Removable partial dentures
Thanks to advancements in permanent implant-supported prostheses, removable partial dentures are less popular than in the past. In fact, dentists rarely recommend them today.
However, they remain a good option for patients who are ineligible for implants for medical, anatomical or economic reasons.
Removable partial dentures are our second choice for replacing lost teeth. In addition to improving the way you look, they can help you chew more effectively and maintain balance between your remaining teeth, bone, mucous membrane and temporomandibular joint.
How are removable partial dentures made?
We start by examining the mouth to assess the condition of remaining teeth, the toothless area (edentulous ridge), mucous membranes, occlusion and restorations.
Then we will do a preliminary treatment that involves cleaning teeth, removing tartar, repairing cavities, extracting or modifying the shape of certain teeth. After that, we can take an impression and send it to the lab where the partial dentures will be made.
A few more appointments will be required to adjust your dentures.
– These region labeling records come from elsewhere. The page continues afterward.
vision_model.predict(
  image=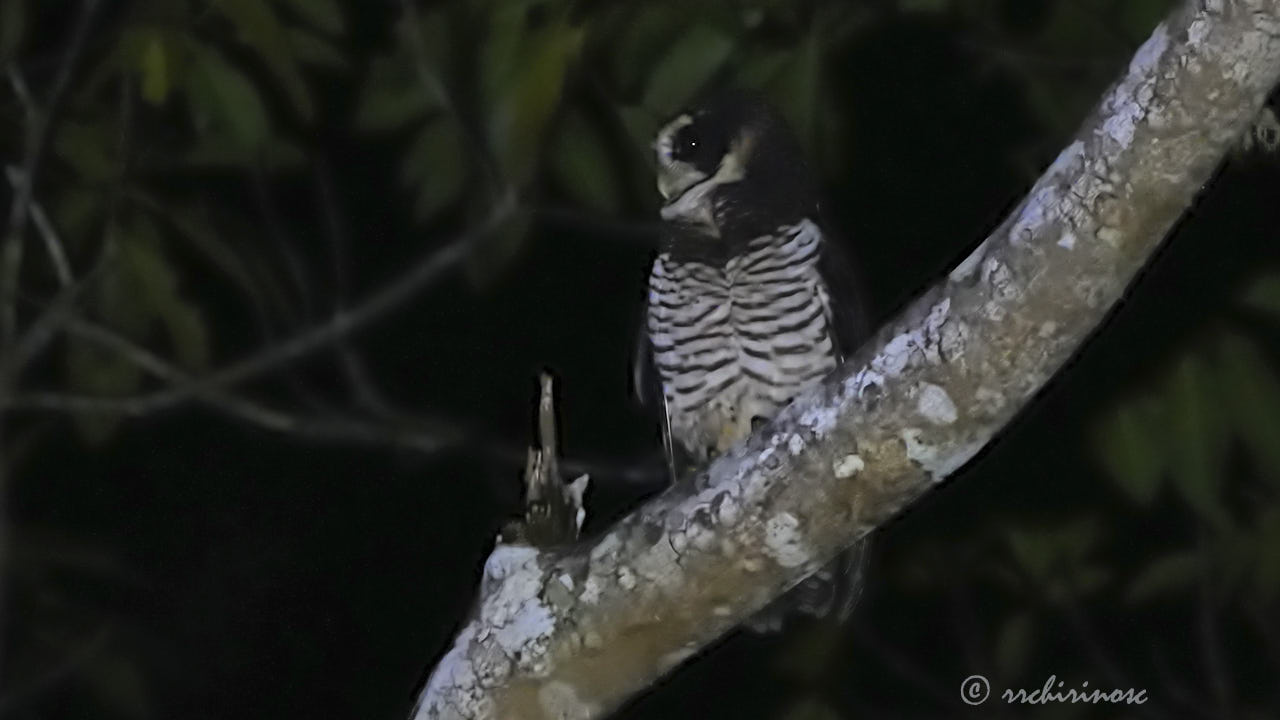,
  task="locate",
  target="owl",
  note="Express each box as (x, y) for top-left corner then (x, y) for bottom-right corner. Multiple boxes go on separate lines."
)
(635, 90), (867, 630)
Types of removable partial dentures:
Immediate transition dentures:
This is a temporary solution placed in the mouth when your teeth are extracted. They serve a purely cosmetic purpose so that you don’t have to go home toothless.
Removable partial dentures with a metal framework:
This is the most popular type of dentures. Featuring a thin, rigid metal frame that attaches to your natural teeth with clasps, these removable partials are supported by your natural teeth and the soft tissue in your palate and toothless area.
Partials that have a metal framework allow for better temperature and taste perception.
Partial dentures with an acrylic base:
This type of prosthesis is made entirely of pink acrylic and uses claps to attach to your natural teeth. It covers your palate entirely and is supported by soft tissue only. This option is more affordable than metal framework dentures, but it is not as comfortable.
In some cases, more complex types of prostheses are recommended. They are typically combined with precision attachments, crowns, implants or other treatments.